Dad holding me when I was five.

I was away for awhile. My father’s health was failing rapidly, and I went to be with him when he died. Then I took a month off of writing. I am also a singer, and I found that my voice needed to come out in song to heal me before I could use it to write again. I have written only four thousand words this past week, but they have been good words.

Since I am working with a publishing company and editor already, I have kept the editing process a bit close. My book needed an adjustment to the story arc which resulted in a lot of additional words and several other changes. I’m using the same methods as before to smush loads of editing time into my hectic schedule (full time SAHM, part time opera singer with lots of fall performances, volunteering in church and community). I aim to write an hour or at least 1,000 words/day. When I am at about 3,000 words into a session, I stay up late to write to the end of the chapter. My chapters tend to be about 5,000 words long.

I have felt my grief soften in the face of the disciplines of singing and writing. Discipline is perhaps the most important part of writing. No matter one’s pace, committing to actually write each day is absolutely vital.
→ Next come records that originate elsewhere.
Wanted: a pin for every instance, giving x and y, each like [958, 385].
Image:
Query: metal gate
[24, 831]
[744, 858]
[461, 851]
I find myself seeing through more and more joyful windows into my memories of Dad. The words on the page reflect the clearing of my heart.

One day, we were driving down a dirt road towards our family’s hunting acres way out in the sticks. The car was small, an old Chevette, I think. At any rate, the herd of deer that leaped over us did not seem challenged by its size. To see from below the glorious power of so many running deer caught our breath away. We watched them gallop proud across a wide pasture and into the woods.

Writing lifts the shades to let me see afresh. It sharpens the gold of the evening sun across the autumn field, deepens the untamed expression of the bucks. My own heart grows fierce in the face of parting, stealing the joy from the gleam of deer in flight.

I snap my laptop closed each night and think of such scenes.